U.S. auto safety investigators are investigating whether Honda Motor Co. should recall 320,000 minivans for air bag problems.
The National Highway Traffic Safety Administration said it is opening a preliminary investigation into whether 320,000 2003-04 Honda Odyssey minivans should be recalled.
NHTSA has received six consumer complaints on 2003-04 Honda Odyssey vehicles from owners alleging frontal air bags suddenly deployed without a crash. Three of the six owners also alleged they sustained injury from the incident. All six owners stated that their vehicles were on the roadway when the air bag deployment occurred. In addition, NHTSA has received an additional 41 consumer complaints alleging the vehicle’s air bag warning light illuminated.

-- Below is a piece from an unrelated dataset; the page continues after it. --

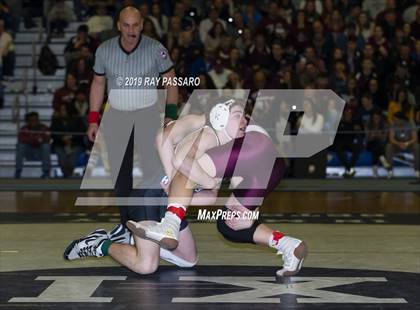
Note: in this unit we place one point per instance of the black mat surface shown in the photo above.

The issue initially came up in 2011, when NHTSA was investigating inadvertent air bag deployments in Chrysler vehicles, the electronic air bag module supplier reported that some 2003-04 Honda Odyssey vehicles use the same application-specific integrated circuit component within the airbag control module. In February, Chrysler Group LLC said it was recalling 3,660 2003-04 Viper cars to fix airbags that could deploy without warning. In October, Chrysler recalled more than 920,000 vehicles worldwide over the issue after 215 reports of improper airbag deployments and 93 minor injuries — and nearly 750,000 in the United States. The earlier recall included the 2002-03 Jeep Liberty SUV and 2002-04 Jeep Grand Cherokee.
Honda has been in talks with NHTSA for months but said the electronic circuits in its air bags are not faring the same as Chrysler vehicles.
“Since no accident or property damage caused by air bag deployment of the driver frontal air bag has been reported, and the occurrence rate is extremely low, Honda will continue to handle these claims on a case-by-case basis, per usual practice,” Honda said in a letter to NHTSA in December.
Toyota Motor Corp. in January agreed to recall nearly 900,000 vehicles —2003-2004 Corolla/Matrix and Pontiac Vibe cars — for similar air bag problems “and will utilize a similar remedy to that of Chrysler consisting of adding an in-line noise filter to its air bag wire harness,” NHTSA said.
Honda said it found 126 air bag deployments in non-crash situations for frontal, side impact and/or side curtain air bag deployments across four models and 800,000 vehicles, NHTSA said, but no more than 25 of those are from frontal air bags.
“The remaining involved less aggressive non-frontal ABIDs mainly stemming from side sensors that trigger side and/or side curtain air bags upon undercarriage debris strike or heavy door slams. The Honda rates are lower than those from the recalled Liberty and Toyota models, and with the exception of the MY 2002-2003 Odyssey, the other Honda models’ failure mode/trend was also less severe. ODI will continue to monitor the affected Honda models,” NHTSA said.
NHTSA will decide whether its investigation should be upgraded to an engineering analysis. Not all investigations result in recalls.